Чуть позже Дэфни как-то вдруг, без перехода, снова заговорила о своих предыдущих связях. Первый раз она по уши влюбилась в женатого человека. Ей тогда не исполнилось и двадцати, а ему было под сорок. Он уже успел облысеть, но, как сказала Дэфни, она ничего не имела против лысины своего возлюбленного и вообще ее не замечала. У него были красивые, с поволокой глаза. Этот человек ухаживал за ней с какой-то мрачной свирепостью; казалось, он жил только ее расцветающей любовью, но не мог порвать с женой, хотя, по его словам, ненавидел ее. Она жаловался Дэфни на тиранию и деспотизм жены и тем не менее каждый раз возвращался к ней. Увлечение продолжалось два года. Как ни странно, его мучительная тоска по ней и личной свободе, ее собственные страдания, неопределенность, ревнивые сомнения в перерывах между встречами, страх перед последствиями, если связь откроется, – все это доставляло ей больше радости, чем могла бы принести счастливая любовь.
В начале своего рассказа Дэфни посматривала на меня просто доверчиво, но по мере того, как воспоминания о пережитом чувстве разжигали в ней обычную живость и темперамент, ее взгляд все откровеннее выражал страстное желание и в конце концов она воскликнула:
– С тобою, Боу, все иначе, иначе!
Мне показалось, что она добивается от меня одного: любви более пламенной и чувственной, я понял ее так, как хотел понять, и потому ответ мой, увы, оказался неполным, эгоистичным, вовсе не тем ответом, какой она жаждала услышать.
– Я вот о чем думал, – нетерпеливо сказал я. – Надо бы снять для тебя комнату в Бертлеке, ты сможешь бросить службу, переехать сюда на постоянное жительство, и мы с тобой все время будем вместе. В Штатах у меня накопилась целая куча денег, отчисления из жалованья (именно так, припоминаю, выразился Мерроу в тот день, когда мы ездили с ним в Мотфорд-сейдж на велосипедах), – того и гляди, начнут гнить. Не вижу никаких причина, почему бы не сделать так.

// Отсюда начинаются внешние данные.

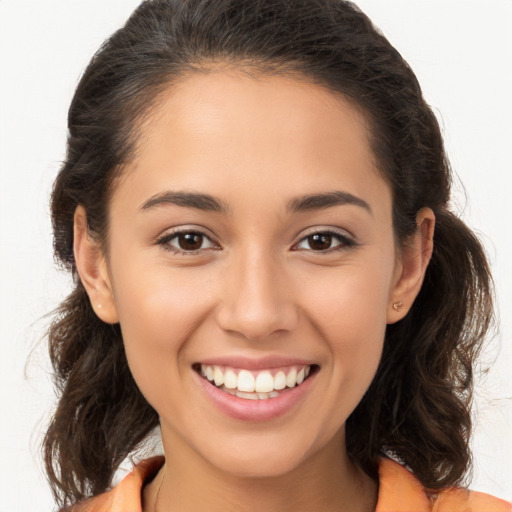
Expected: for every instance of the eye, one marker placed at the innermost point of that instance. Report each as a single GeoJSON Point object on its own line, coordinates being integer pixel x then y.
{"type": "Point", "coordinates": [186, 242]}
{"type": "Point", "coordinates": [325, 241]}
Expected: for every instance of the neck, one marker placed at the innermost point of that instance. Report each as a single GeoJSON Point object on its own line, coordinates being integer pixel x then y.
{"type": "Point", "coordinates": [327, 481]}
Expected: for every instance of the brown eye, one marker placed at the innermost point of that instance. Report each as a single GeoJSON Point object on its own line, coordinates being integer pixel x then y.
{"type": "Point", "coordinates": [320, 241]}
{"type": "Point", "coordinates": [325, 241]}
{"type": "Point", "coordinates": [186, 242]}
{"type": "Point", "coordinates": [190, 241]}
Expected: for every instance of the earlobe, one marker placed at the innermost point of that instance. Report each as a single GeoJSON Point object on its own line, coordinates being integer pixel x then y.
{"type": "Point", "coordinates": [92, 268]}
{"type": "Point", "coordinates": [415, 257]}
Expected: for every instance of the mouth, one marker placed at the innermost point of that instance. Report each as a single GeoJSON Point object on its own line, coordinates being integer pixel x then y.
{"type": "Point", "coordinates": [265, 384]}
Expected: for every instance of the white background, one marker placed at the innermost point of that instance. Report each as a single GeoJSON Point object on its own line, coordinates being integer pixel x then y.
{"type": "Point", "coordinates": [462, 54]}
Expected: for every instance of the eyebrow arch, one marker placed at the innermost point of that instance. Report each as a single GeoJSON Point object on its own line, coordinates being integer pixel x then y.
{"type": "Point", "coordinates": [203, 202]}
{"type": "Point", "coordinates": [326, 200]}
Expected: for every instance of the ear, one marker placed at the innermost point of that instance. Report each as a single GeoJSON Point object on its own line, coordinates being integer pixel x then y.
{"type": "Point", "coordinates": [411, 266]}
{"type": "Point", "coordinates": [92, 269]}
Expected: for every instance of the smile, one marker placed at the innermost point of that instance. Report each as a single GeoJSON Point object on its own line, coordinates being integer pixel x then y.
{"type": "Point", "coordinates": [254, 385]}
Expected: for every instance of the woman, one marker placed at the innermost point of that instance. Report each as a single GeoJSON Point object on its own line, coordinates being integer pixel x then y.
{"type": "Point", "coordinates": [254, 204]}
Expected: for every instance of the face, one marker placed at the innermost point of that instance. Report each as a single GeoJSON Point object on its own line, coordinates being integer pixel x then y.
{"type": "Point", "coordinates": [251, 247]}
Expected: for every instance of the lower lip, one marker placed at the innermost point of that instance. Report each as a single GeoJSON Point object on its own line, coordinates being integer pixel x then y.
{"type": "Point", "coordinates": [256, 410]}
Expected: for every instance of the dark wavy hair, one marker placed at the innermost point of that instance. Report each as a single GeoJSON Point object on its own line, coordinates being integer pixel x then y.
{"type": "Point", "coordinates": [417, 409]}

– О Боу! – ответила моя сговорчивая Дэфни, – Как было бы чудесно, ведь правда?
Но я не почувствовал в ее словах особого восторга. Это было всего лишь милое дополнение к сказанному ранее, и она вынудила себя к нему.
Меня, однако, так увлекла приятная перспектива видеться с нею чуть ли не ежедневно, что я не обратил внимания (хотя и уловил), как вяло прозвучал ее ответ.
Мы спустились по реке на переполненном детьми пароходе; шумная возня ребятишек, их веселый гомон доставляли мне наслаждение. Я понял, что соскучился по детям, словно не видел их целую вечность, словно человечество вдруг перестало самовозобновляться.
7
В День независимости[32] мы совершили рейд на Нант, а пятого я поехал в Бертлек и снял комнату для Дэфни. Деревня находилась неподалеку от авиабазы, поэтому найти в ней комнату оказалось легче, чем в городе, в Мотфорд-сейдже; я присмотрел чистенькую маленькую комнату под самой крышей; в ней стояли кровать и комод, на дверях крохотного чулана висела занавеска канареечного цвета. Я письменно уведомил миссис Порлок, что комната ее сыновей мне больше не понадобится, и послал ей недельную квартплату сверх того, что с меня причиталось. Шестого Дэфни ушла с работы, а восьмого приехала в Бертлек с двумя большими чемоданами. Остальные вещи она оставила в Кембридже, в своей квартире, за которую мне предстояло теперь платить.
Всю вторую часть дня и вечер восьмого июля я провел с ней, в нашем новом убежище. С моей точки зрения, эти часы оказались не идеальными только в одном отношении: слишком быстро они пролетели.
Дэфни вовсе не жаждала (теперь-то я знаю) затворничества, но делала вид, что ничего другого и не хочет от жизни, потому что, по ее мнению, ничего другого не хочу я.
В тот день я, хотя и чувствовал себя самым счастливым из смертных, ощутил первые признаки кризиса, который мне предстояло пережить позже, в конце месяца. Они выражались в кратковременных приступах отвращения к жизни, к самому себе, к своим товарищам. Видимо, мне тоже угрожала дизентерия – быстротечное мерзкое заболевание с расстройством желудка и рвотой; в последние дни ею болели многие летчики, – наверно, из-за антисанитарии, царившей на наших кухнях, что давно уже беспокоило чистюлю Клинта Хеверстроу. Первым свалился наш желудочник Прайен; Мерроу заявил, что Прайен совершенно здоров, просто он известный трус и симулянт, но через шесть часов, к своему огорчению, свалился сам. Я рассказал Дэфни еще кое о чем, что выводило меня из равновесия.